Mma Ramotswe smiled at her old friend. You can go through life and make new friends every year—every month practically—but there was never any substitute for those friendships of childhood that survive into adult years. Those are the ones in which we are bound to one another with hoops of steel.

She reached out and touched Dr Maketsi on the arm, gently, as old friends will sometimes do when they have nothing more to say.

CHAPTER TWENTY-ONE

THE WITCH DOCTOR’S WIFE

A DUSTY track, hardly in use, enough to break the springs; a hill, a tumble of boulders, just as the sketch map drawn by Mr Charlie Gotso had predicted; and above, stretching from horizon to horizon, the empty sky, singing in the heat of noon.

Mma Ramotswe steered the tiny white van cautiously, avoiding the rocks that could tear the sump from the car, wondering why nobody came this way. This was dead country; no cattle, no goats; only the bush and the stunted thorn trees. That anybody should want to live here, away from a village, away from human contact, seemed inexplicable. Dead country.

Suddenly she saw the house, tucked away behind the trees, almost in the shadow of the hill. It was a bare earth house in the traditional style; brown mud walls, a few glassless windows, with a knee-height wall around the yard. A previous owner, a long time ago, had painted designs on the wall, but neglect and the years had scaled them off and only their ghosts remained.

She parked the van and drew in her breath. She had faced down fraudsters; she had coped with jealous wives; she had even stood up to Mr Gotso; but this meeting would be different. This was evil incarnate, the heart of darkness, the root of shame. This man, for all his mumbo-jumbo and his spells, was a murderer.

She opened the door and eased herself out of the van. The sun was riding high and its light prickled at her skin. They were too far west here, too close to the Kalahari, and her unease increased. This was not the comforting land she had grown up with; this was the merciless Africa, the waterless land.

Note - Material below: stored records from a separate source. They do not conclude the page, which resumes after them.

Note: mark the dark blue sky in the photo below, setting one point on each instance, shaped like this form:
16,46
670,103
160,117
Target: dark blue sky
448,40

She made her way towards the house, and as she did so she felt that she was being watched. There was no movement, but eyes were upon her, eyes from within the house. At the wall, in accordance with custom, she stopped and called out, announcing herself.

“I am very hot,” she said. “I need water.”

There was no reply from within the house, but a rustle to her left, amongst the bushes. She turned round, almost guiltily, and stared. It was a large black beetle, a setotojane, with its horny neck, pushing at a minute trophy, some insect that had died of thirst perhaps. Little disasters, little victories; like ours, she thought; when viewed from above we are no more than setotojane.

“Mma?”

She turned round sharply. A woman was standing in the doorway, wiping her hands on a cloth.

Mma Ramotswe stepped through the gateless break in the wall.

“Dumela Mma,” she said. “I am Mma Ramotswe.”

The woman nodded. “Eee. I am Mma Notshi.”

Mma Ramotswe studied her. She was a woman in her late fifties, or thereabouts, wearing a long skirt of the sort which the Herero women wore; but she was not Herero—she could tell.